# "Why Edward Snowden Still Sucks"



## Havoc13 (Jan 11, 2014)

This piece is a reaction to the feting of Edward Snowden that has been going on all over the world.  Should he be celebrated for what he has done, or, as we say in this piece, are his supporters being taken for a ride?

http://www.shadowspear.com/2014/01/why-snowden-still-sucks/



> CIA/NSA turncoat Edward Snowden has been in the news a lot lately.  He was nominated as Time’s “Person of the Year” for 2013[1] (he didn’t get it) lobbied for permanent political asylum in Germany, Russia, Ecuador and Brazil[2] (he didn’t get that either), and was listed Foreign Policy Magazine’s top “Global Thinker” for 2013.[3] Some people even want him to receive the Nobel Peace Prize[4], and given the anti-American, pacifist bent of that committee, he’ll probably get it.
> 
> Snowden himself recently issued a public “mission accomplished”[5] statement claiming his work is “already done.”  With the New York Times and The Guardian newspapers now clamoring for clemency,[6] and people tripping over themselves to hold him up as some kind of hero,[7] I think it’s time to remind America why Edward Snowden still sucks.  Here are three reasons why:


----------



## Brill (Jan 12, 2014)

Bottom line is the public just doesn't know the exceptionally grave damage he has caused to the United States.  We should pull a job like the Izzys did in Argentina and just go grab his ass there in the Soviet Union BUT G.O.D only knows what assured destruction (of the IC) plan he has in place when he gets captured.

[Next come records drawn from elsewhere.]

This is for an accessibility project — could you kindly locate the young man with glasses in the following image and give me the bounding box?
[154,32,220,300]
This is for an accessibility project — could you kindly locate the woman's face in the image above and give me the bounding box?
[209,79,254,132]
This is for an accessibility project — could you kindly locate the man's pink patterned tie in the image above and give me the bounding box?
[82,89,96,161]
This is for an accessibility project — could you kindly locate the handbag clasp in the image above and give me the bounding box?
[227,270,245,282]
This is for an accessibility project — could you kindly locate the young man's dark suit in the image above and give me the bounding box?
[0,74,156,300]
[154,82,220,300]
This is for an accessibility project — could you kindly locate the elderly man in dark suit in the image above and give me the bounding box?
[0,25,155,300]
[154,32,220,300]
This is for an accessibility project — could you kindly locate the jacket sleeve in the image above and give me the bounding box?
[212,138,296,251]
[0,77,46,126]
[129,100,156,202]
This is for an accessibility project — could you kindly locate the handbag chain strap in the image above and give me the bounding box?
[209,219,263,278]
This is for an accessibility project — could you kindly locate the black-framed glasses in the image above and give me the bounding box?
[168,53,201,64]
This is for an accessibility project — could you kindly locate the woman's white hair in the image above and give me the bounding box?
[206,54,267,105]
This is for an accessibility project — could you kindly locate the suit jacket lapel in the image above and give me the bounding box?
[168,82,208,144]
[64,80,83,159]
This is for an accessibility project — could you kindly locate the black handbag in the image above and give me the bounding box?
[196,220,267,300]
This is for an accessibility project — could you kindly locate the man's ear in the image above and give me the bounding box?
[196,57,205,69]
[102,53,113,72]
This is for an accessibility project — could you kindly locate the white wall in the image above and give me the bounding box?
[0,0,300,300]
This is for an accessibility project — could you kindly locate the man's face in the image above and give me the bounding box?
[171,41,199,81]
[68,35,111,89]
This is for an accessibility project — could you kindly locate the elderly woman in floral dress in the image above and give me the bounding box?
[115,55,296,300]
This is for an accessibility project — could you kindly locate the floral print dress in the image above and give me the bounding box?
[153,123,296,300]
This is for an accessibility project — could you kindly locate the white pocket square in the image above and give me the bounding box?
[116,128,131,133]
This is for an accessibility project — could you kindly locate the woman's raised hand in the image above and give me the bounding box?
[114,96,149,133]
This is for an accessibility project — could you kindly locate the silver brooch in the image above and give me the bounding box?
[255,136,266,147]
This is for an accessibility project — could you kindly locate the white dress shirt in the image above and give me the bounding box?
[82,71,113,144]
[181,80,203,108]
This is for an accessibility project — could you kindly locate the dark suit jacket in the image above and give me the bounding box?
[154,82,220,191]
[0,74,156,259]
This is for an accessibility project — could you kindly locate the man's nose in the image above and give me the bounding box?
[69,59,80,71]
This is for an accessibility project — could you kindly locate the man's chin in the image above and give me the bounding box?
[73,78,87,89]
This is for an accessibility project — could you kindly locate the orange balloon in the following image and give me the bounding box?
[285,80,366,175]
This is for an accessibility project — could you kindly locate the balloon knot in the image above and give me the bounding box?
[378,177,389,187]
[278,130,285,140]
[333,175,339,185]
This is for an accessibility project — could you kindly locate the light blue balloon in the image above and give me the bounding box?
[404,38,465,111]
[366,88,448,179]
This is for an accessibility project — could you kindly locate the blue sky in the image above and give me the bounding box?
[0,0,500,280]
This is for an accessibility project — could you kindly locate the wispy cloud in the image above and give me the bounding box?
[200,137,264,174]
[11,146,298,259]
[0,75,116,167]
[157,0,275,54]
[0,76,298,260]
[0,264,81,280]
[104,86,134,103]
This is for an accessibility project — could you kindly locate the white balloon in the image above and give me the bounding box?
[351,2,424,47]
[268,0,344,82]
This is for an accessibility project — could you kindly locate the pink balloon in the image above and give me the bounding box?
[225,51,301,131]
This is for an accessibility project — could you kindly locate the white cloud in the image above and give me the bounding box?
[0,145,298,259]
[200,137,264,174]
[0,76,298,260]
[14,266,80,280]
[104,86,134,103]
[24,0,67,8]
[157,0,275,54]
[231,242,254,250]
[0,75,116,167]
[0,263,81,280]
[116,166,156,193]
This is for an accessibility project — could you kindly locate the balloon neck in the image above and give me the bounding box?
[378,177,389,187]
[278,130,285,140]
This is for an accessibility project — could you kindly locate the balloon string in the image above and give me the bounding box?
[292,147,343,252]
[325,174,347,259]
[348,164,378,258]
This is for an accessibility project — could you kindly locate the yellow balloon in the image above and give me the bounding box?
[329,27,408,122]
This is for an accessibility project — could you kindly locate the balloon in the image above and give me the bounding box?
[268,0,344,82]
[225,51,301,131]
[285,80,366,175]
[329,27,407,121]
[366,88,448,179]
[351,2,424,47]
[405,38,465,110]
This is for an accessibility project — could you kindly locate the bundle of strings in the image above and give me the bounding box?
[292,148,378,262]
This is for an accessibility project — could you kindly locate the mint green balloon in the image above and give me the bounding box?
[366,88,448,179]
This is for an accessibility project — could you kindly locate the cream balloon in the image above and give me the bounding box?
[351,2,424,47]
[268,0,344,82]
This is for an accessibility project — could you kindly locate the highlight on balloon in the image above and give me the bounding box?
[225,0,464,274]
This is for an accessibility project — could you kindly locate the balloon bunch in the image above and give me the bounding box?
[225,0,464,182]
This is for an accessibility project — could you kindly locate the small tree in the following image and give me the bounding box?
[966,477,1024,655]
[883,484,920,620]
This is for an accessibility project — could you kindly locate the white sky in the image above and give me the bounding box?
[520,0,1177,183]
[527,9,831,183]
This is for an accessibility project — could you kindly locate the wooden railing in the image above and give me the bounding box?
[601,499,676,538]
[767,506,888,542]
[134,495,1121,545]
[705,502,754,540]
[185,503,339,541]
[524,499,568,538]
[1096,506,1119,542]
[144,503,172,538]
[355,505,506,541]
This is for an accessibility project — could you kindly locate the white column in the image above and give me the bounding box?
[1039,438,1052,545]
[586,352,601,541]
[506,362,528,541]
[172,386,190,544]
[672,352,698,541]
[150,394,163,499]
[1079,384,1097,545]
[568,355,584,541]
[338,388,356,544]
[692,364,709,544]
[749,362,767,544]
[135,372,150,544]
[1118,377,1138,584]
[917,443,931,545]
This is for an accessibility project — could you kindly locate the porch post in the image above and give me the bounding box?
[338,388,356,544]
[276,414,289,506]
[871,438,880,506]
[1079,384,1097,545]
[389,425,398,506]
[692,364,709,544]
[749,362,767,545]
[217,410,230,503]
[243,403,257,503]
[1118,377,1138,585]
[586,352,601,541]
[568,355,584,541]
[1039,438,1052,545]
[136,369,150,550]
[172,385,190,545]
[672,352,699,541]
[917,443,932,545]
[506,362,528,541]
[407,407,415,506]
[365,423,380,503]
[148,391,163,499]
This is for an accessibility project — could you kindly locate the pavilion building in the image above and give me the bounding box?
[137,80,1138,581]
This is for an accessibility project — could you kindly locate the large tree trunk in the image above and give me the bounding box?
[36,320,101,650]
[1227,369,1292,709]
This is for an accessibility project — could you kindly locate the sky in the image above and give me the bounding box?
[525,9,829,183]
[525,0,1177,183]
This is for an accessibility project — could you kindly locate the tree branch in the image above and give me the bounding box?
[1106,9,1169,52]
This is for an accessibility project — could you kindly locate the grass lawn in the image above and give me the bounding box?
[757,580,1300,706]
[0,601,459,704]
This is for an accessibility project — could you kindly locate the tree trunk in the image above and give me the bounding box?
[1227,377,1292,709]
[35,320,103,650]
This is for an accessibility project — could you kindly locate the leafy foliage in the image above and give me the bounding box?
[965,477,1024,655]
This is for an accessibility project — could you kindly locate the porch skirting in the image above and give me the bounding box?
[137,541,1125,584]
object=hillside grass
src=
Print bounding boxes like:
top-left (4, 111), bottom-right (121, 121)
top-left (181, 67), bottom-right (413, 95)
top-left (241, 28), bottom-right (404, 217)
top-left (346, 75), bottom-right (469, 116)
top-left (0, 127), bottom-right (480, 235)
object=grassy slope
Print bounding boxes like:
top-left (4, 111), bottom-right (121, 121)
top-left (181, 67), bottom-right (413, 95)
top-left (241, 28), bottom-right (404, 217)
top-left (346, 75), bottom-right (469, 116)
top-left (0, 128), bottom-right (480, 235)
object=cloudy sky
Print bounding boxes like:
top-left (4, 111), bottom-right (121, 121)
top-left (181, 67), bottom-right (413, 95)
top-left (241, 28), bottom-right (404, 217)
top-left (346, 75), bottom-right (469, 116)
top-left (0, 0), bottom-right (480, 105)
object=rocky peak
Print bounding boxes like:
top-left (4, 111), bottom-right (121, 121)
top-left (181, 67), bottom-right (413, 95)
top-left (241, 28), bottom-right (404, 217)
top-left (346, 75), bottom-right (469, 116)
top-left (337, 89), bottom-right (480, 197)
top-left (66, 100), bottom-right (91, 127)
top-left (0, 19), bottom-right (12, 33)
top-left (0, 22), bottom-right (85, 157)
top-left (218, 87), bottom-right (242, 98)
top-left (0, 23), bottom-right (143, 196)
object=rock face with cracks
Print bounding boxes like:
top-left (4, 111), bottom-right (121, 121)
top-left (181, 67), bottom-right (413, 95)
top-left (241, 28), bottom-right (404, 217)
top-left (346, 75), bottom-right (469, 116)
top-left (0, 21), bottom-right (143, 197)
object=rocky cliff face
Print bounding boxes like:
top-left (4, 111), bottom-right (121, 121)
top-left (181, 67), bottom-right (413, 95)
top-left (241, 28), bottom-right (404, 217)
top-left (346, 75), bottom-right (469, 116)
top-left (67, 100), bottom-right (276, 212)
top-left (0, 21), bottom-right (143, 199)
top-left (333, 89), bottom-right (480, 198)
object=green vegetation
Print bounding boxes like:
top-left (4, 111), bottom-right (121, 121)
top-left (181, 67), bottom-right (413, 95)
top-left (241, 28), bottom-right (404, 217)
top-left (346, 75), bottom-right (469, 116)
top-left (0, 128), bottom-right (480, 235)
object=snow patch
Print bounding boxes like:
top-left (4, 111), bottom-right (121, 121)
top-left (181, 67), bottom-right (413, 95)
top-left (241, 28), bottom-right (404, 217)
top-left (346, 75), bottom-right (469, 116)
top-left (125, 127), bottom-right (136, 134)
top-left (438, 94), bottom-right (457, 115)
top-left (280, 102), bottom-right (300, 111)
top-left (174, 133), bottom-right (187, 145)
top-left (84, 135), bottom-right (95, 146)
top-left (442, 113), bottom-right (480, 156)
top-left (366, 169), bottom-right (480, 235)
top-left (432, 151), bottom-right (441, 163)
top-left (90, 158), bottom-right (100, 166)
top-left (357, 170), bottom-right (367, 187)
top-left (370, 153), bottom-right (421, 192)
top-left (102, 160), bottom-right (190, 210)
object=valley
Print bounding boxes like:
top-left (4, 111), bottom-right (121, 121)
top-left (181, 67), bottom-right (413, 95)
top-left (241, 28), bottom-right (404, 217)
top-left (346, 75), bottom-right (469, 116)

This whole episode makes the Rosenburgs look like schoolchildren.

For the record: he was a CIA employee (apparently a shitty one at that) but never a NSA employee. He was just a contractor that worked at a facility according to the press.  If you're going to attribute him with NSA, then it's only fair to call him a Green Beret (Special Forces soldier) too since he did enlist as an 18x probably in B, 2/20th SFG (released from AD in Benning cuz he was a pussy).

http://www.theguardian.com/world/2013/jun/10/edward-snowden-army-special-forces


----------



## 0699 (Jan 12, 2014)

All depends on your POV.

I think he's a fucking traitor.


----------